1) Kurabuta Pork Dumplings - $8.00
Decided on doing something a little different from the usual edamame starter and went with the gyoza. The topping of ginger and chives gave these a nice bite but there wasn't anything particularly amazing about these dumplings otherwise . They were fried pretty hard, which I wasn't a fan of, but the pork stuffing was decent [6/10]
2) Maki Combination - $16.00
Seriously, whats with this freaking plate? It looks like a hub cap and an ugly one at that. Plastic and turquoise and giant, it seemed out of place against the wood and black colors that fill the restaurant.
Luckily for this dish, this is not Iron Chef, and I don't give 15 points for plating so how were the rolls? I would say both in size and quality they were excellent. I really enjoyed the bite and crunch the jalapenos added in the yellowtail jalapeno mango maki. [8/10]
3) Sushi and Sashimi Combination - $24.00
And the underwhelming moment of the day goes to this dish. The dull, lifeless appearance of the nigiri is not the fault of my iPhone's camera struggling with low light conditions. This really looked like this...They say we eat with our eyes first and what my eyes were eating at this moment was sushi sadness. Luckily, once in my mouth, they weren't as lifeless as I expected but still, this didn't make me feel good about paying $24 for this either. [6/10]

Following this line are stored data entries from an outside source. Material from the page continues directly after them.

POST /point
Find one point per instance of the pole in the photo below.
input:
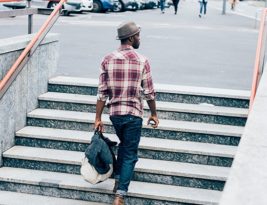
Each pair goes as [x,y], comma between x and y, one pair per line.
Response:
[224,7]
[29,18]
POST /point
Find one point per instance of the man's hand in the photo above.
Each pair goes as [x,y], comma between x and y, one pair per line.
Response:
[99,109]
[154,119]
[99,126]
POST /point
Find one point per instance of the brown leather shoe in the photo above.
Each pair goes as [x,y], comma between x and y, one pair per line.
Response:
[118,200]
[115,186]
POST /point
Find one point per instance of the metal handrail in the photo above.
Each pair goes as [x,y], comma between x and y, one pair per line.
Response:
[259,60]
[29,50]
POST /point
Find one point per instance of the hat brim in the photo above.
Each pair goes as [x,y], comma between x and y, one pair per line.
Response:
[129,35]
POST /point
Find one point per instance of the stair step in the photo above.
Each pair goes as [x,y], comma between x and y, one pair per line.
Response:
[145,143]
[166,110]
[138,191]
[15,198]
[214,129]
[150,148]
[186,94]
[143,165]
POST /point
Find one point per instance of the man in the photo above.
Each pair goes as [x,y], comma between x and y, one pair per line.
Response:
[125,80]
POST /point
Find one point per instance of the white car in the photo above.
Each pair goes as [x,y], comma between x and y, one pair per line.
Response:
[87,5]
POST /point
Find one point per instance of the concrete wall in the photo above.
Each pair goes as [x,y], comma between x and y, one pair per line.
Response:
[21,97]
[247,183]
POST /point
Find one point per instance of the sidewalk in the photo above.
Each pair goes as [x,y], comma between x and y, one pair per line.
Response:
[249,9]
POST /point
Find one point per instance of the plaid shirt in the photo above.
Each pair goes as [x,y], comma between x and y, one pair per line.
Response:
[125,80]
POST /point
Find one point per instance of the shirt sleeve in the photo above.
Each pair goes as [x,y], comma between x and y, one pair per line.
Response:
[147,83]
[102,93]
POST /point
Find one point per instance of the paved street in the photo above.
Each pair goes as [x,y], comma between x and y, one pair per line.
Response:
[215,51]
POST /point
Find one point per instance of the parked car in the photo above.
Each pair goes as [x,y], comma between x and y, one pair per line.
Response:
[87,5]
[102,5]
[70,6]
[151,4]
[123,5]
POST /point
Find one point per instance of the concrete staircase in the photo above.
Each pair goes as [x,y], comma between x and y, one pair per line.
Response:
[186,160]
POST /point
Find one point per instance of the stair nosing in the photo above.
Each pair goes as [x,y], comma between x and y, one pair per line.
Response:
[178,145]
[136,189]
[161,105]
[105,118]
[18,152]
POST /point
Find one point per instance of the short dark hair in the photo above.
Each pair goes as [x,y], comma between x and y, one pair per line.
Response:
[123,41]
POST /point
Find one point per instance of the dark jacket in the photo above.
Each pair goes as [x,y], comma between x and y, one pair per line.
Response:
[100,154]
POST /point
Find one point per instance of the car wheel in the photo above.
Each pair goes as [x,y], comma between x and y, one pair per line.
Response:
[97,6]
[118,6]
[52,4]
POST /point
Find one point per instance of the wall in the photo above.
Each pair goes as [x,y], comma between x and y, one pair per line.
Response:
[21,97]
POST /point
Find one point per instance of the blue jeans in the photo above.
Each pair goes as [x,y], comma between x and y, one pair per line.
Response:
[128,129]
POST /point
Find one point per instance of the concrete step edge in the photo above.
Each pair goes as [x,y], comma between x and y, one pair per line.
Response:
[156,144]
[199,91]
[15,198]
[136,189]
[161,167]
[172,125]
[161,106]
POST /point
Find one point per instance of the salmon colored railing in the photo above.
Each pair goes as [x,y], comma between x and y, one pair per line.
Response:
[3,1]
[259,60]
[29,50]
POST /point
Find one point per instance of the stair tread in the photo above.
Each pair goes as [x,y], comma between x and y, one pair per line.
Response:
[213,92]
[164,106]
[15,198]
[143,165]
[136,189]
[196,127]
[145,143]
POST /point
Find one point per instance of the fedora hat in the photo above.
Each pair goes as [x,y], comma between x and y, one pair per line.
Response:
[127,29]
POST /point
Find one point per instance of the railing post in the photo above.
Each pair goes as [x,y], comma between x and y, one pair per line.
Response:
[224,7]
[29,18]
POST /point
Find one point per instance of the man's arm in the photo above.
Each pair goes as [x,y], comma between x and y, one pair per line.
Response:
[99,109]
[153,117]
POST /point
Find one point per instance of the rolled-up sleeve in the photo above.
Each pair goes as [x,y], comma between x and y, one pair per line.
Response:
[102,93]
[147,83]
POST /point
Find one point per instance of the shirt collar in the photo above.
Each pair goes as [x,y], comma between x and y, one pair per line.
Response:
[125,47]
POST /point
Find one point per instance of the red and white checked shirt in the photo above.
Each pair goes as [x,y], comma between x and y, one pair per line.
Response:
[125,80]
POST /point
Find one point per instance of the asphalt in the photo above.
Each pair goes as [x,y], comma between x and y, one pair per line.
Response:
[215,51]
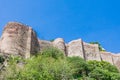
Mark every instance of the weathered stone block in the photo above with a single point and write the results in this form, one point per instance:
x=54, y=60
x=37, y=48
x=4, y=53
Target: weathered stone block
x=75, y=48
x=18, y=39
x=106, y=56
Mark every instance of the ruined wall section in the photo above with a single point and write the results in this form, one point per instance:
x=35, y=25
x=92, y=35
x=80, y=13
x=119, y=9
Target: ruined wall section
x=16, y=39
x=75, y=48
x=60, y=44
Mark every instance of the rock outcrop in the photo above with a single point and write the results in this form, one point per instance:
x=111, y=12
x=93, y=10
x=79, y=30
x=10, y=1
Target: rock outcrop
x=18, y=39
x=21, y=40
x=75, y=48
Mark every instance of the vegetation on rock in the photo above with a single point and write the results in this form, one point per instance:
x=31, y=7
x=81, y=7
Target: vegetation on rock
x=51, y=64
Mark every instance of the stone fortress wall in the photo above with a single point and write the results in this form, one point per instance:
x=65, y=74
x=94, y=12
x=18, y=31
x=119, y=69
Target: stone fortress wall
x=19, y=39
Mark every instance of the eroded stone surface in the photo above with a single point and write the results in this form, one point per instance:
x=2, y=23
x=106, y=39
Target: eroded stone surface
x=91, y=51
x=18, y=39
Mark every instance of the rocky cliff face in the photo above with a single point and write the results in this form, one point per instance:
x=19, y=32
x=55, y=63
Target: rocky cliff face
x=19, y=39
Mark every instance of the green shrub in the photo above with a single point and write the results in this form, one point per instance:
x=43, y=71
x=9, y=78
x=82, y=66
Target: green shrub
x=53, y=52
x=78, y=65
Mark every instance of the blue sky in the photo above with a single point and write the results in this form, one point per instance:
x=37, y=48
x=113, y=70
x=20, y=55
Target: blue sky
x=91, y=20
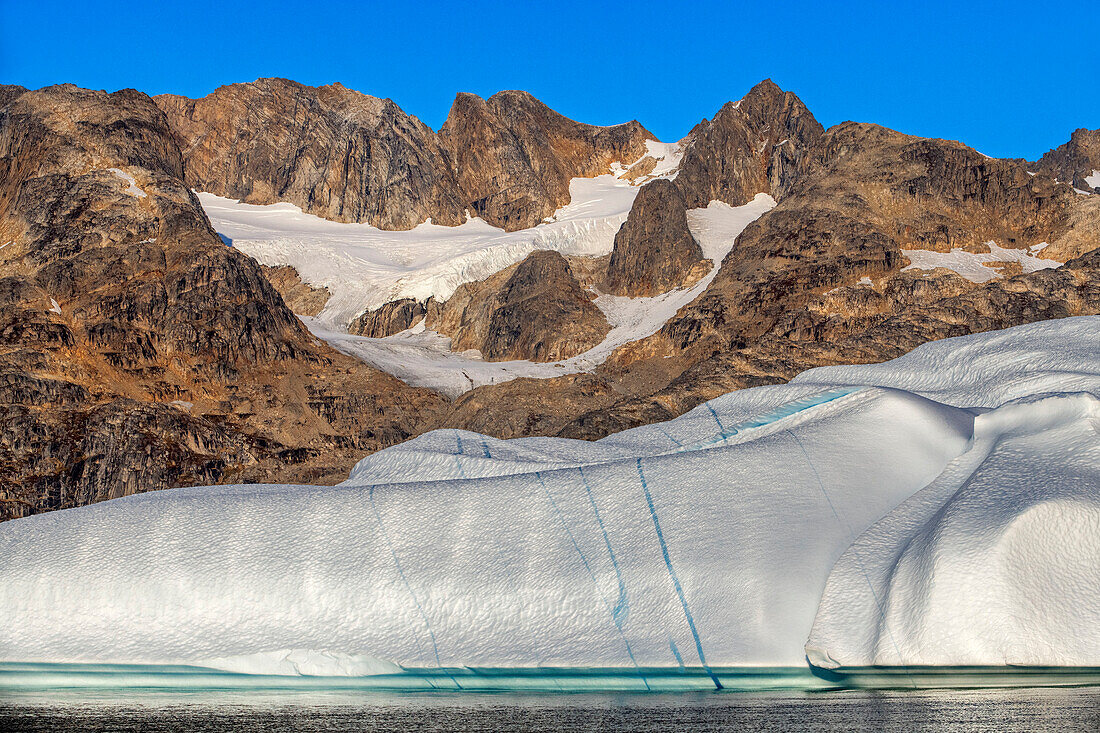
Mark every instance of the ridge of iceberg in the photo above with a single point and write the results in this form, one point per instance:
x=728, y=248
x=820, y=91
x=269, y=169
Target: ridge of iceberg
x=762, y=526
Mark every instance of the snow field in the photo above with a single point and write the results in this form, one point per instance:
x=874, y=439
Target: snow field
x=939, y=509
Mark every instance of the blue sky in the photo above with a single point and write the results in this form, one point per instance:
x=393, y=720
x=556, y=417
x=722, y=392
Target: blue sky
x=1010, y=78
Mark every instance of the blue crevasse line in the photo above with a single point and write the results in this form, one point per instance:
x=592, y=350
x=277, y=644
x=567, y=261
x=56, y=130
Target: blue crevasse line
x=622, y=606
x=769, y=417
x=675, y=653
x=722, y=428
x=458, y=461
x=669, y=436
x=675, y=580
x=408, y=587
x=584, y=559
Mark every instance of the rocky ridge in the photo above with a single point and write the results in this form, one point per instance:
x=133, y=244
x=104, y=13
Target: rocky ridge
x=535, y=310
x=653, y=251
x=822, y=279
x=136, y=350
x=349, y=156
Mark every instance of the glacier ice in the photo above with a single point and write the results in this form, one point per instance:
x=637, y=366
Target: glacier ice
x=939, y=509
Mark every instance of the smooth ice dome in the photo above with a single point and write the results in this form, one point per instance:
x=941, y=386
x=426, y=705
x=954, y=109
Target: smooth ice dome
x=955, y=490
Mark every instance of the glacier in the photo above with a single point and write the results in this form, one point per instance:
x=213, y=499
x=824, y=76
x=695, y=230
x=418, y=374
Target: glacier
x=942, y=509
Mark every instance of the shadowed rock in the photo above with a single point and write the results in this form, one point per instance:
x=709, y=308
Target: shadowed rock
x=391, y=318
x=136, y=350
x=1074, y=161
x=334, y=152
x=515, y=156
x=534, y=310
x=655, y=251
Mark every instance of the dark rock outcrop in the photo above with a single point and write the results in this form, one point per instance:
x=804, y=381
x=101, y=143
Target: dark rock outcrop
x=334, y=152
x=534, y=310
x=301, y=298
x=348, y=156
x=391, y=318
x=138, y=351
x=789, y=296
x=653, y=251
x=515, y=156
x=765, y=143
x=1074, y=161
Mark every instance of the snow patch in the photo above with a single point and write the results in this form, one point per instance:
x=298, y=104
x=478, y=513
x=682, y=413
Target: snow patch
x=303, y=662
x=365, y=267
x=713, y=539
x=975, y=266
x=422, y=358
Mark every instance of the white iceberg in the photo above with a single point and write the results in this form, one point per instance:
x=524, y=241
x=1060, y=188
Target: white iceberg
x=705, y=542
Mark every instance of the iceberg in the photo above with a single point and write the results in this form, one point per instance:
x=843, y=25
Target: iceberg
x=942, y=509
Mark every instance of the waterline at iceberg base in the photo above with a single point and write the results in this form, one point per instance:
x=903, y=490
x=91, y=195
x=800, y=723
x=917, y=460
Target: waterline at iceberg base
x=932, y=521
x=77, y=678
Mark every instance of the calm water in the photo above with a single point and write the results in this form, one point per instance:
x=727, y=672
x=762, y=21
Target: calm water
x=989, y=711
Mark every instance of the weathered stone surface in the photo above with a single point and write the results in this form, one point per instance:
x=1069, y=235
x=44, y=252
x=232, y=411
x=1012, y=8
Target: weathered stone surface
x=653, y=251
x=391, y=318
x=515, y=156
x=334, y=152
x=139, y=352
x=301, y=298
x=348, y=156
x=761, y=144
x=789, y=296
x=1074, y=161
x=534, y=310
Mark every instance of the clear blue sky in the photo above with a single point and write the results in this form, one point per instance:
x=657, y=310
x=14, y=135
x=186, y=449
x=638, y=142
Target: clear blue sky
x=1011, y=78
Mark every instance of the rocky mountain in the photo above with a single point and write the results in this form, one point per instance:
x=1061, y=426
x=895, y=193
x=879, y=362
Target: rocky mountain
x=387, y=319
x=349, y=156
x=535, y=310
x=136, y=350
x=515, y=156
x=655, y=251
x=1075, y=161
x=337, y=153
x=823, y=279
x=763, y=143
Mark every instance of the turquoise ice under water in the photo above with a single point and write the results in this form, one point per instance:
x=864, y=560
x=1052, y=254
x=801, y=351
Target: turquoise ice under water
x=30, y=677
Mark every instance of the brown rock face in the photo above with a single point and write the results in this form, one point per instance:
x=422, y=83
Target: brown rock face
x=391, y=318
x=653, y=251
x=762, y=144
x=534, y=310
x=348, y=156
x=789, y=297
x=514, y=156
x=334, y=152
x=1074, y=161
x=301, y=298
x=139, y=352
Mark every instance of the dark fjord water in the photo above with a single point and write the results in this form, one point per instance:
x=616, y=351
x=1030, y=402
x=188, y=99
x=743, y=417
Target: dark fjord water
x=986, y=711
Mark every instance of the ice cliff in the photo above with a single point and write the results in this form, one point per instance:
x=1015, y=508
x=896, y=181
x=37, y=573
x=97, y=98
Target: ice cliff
x=941, y=509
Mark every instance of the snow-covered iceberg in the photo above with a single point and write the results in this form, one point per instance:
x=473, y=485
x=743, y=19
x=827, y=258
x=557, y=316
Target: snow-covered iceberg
x=957, y=495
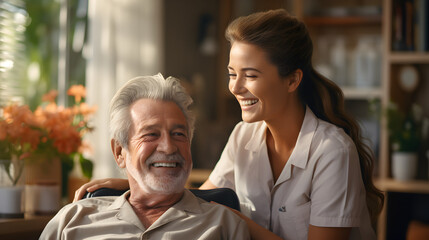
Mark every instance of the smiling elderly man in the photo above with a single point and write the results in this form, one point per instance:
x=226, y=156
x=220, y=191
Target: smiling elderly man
x=151, y=130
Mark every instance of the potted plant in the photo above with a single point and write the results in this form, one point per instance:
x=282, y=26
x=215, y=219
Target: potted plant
x=50, y=140
x=17, y=138
x=407, y=130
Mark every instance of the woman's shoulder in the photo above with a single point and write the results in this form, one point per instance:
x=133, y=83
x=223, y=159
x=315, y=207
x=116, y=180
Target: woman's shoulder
x=332, y=136
x=244, y=131
x=245, y=127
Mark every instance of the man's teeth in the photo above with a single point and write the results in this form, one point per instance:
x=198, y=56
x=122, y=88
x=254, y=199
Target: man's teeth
x=165, y=164
x=248, y=102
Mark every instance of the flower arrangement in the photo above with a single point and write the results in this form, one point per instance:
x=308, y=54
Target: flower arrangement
x=406, y=130
x=50, y=130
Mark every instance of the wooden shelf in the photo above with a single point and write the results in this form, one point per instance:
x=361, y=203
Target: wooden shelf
x=409, y=57
x=362, y=93
x=391, y=185
x=342, y=21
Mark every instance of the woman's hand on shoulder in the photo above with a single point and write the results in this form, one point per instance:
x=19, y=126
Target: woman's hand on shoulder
x=115, y=183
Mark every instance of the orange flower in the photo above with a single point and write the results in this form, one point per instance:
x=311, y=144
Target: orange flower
x=78, y=91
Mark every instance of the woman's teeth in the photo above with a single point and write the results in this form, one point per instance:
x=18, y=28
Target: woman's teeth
x=164, y=164
x=248, y=102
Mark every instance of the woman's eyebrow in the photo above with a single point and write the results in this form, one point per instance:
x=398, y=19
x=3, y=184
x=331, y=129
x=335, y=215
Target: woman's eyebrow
x=246, y=69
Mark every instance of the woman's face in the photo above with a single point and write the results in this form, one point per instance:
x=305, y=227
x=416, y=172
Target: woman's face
x=256, y=83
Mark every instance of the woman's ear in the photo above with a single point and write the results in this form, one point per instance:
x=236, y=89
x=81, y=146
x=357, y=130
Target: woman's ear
x=118, y=153
x=294, y=80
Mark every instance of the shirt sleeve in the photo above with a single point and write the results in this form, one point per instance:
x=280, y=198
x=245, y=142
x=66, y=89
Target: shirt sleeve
x=223, y=173
x=241, y=231
x=337, y=195
x=53, y=230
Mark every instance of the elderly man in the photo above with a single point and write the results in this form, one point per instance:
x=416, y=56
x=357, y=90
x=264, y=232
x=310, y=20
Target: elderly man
x=151, y=130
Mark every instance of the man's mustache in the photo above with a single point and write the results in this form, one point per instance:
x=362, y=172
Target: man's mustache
x=161, y=157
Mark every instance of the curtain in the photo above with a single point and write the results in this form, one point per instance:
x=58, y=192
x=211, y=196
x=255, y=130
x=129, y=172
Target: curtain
x=125, y=40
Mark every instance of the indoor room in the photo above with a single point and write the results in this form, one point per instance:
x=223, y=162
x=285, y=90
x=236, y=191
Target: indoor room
x=63, y=61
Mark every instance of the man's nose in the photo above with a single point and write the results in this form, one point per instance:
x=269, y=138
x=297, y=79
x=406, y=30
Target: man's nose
x=166, y=145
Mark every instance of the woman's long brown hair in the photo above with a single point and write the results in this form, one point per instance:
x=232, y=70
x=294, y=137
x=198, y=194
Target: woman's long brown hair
x=288, y=45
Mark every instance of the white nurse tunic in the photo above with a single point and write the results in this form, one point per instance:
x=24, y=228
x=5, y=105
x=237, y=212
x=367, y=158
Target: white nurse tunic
x=321, y=183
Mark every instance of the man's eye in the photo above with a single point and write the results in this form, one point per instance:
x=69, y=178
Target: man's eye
x=180, y=135
x=150, y=136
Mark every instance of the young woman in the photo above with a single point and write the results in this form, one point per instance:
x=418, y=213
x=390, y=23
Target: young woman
x=297, y=161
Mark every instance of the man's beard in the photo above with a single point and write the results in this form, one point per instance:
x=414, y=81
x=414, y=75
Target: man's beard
x=152, y=182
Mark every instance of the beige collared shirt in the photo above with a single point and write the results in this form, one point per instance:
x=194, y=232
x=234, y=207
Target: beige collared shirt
x=114, y=218
x=321, y=183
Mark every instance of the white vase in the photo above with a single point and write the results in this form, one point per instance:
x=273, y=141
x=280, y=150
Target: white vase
x=11, y=188
x=404, y=165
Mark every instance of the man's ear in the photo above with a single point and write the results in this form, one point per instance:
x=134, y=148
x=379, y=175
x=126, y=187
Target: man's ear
x=294, y=80
x=118, y=153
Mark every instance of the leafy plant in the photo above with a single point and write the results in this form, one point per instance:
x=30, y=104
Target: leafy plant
x=408, y=129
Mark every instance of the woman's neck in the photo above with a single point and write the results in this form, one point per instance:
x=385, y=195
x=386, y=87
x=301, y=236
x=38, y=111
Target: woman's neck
x=281, y=137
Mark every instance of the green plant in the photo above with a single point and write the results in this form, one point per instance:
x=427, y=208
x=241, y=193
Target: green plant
x=407, y=130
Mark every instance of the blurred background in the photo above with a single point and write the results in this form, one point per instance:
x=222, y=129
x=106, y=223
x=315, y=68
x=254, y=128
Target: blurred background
x=377, y=51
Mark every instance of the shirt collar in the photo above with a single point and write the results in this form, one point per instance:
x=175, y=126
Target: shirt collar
x=303, y=143
x=188, y=204
x=301, y=152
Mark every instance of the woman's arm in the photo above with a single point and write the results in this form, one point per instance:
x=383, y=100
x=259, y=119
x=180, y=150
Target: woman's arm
x=257, y=232
x=115, y=183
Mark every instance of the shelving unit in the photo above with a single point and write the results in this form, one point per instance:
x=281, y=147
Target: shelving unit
x=393, y=221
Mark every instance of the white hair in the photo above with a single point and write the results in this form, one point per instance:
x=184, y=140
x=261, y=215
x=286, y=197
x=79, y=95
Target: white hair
x=150, y=87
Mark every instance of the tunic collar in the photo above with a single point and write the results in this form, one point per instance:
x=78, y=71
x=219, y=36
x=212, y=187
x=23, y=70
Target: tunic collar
x=300, y=154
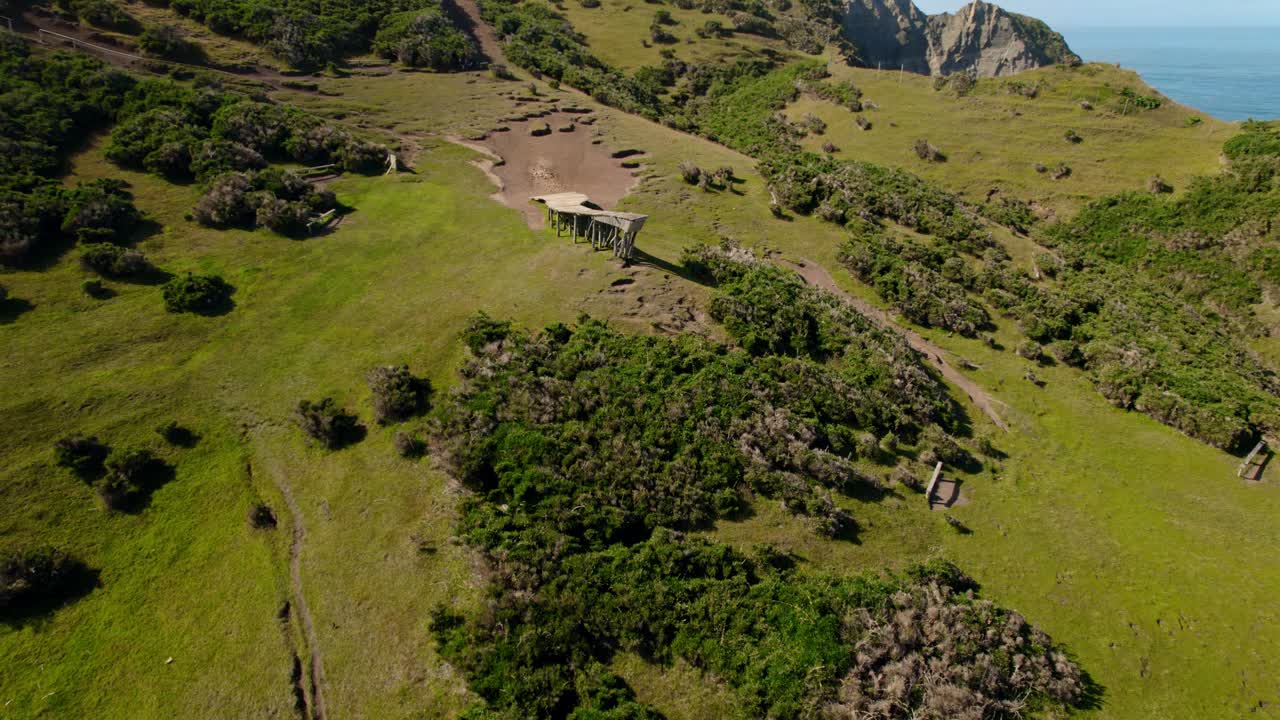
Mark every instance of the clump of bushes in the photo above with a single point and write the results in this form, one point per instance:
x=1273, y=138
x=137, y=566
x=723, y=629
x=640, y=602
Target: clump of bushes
x=917, y=282
x=261, y=516
x=813, y=123
x=928, y=151
x=690, y=172
x=168, y=41
x=202, y=295
x=328, y=423
x=397, y=393
x=408, y=445
x=173, y=433
x=81, y=455
x=426, y=39
x=128, y=473
x=279, y=200
x=113, y=260
x=35, y=578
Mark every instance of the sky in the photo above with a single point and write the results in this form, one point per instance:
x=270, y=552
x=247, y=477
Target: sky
x=1133, y=13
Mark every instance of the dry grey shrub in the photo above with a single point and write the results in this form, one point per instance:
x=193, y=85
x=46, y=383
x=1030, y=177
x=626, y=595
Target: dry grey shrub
x=937, y=655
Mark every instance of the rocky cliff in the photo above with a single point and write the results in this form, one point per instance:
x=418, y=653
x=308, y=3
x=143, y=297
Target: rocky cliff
x=979, y=37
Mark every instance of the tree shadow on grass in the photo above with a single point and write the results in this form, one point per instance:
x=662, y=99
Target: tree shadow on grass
x=641, y=258
x=13, y=308
x=77, y=582
x=156, y=474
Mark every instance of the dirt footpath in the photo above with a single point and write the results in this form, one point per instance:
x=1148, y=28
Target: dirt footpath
x=524, y=164
x=817, y=276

4) Asahi Select - $6.00 / Sapporo Light - $6.00
I really do enjoy the light, crisp, clean tastes of Japanese beer. Always goes great with sushi.
Overall LTE score [7/10] I have a hard time scoring these higher end restaurants. On one hand, the food is good and probably deserving of at least some of the premium you pay but on the other hand you're spending a fortune and you expect to be blown away for it. Did I enjoy my meal? Yes. Would I ever eat here regularly? Not unless I were able to find a way to have an illegitimate child with Arnold Schwarzenegger. But at the end of the day, I feel like I generally take cost into account less and judge on how much I enjoyed my meal. In the case of Zama, I left feeling like I had a good meal and the space I ate it in was beautiful. Was the pedigree of having an accomplished Japanese chef running the kitchen worth the cost? I didn't find that to be the case with this lunch.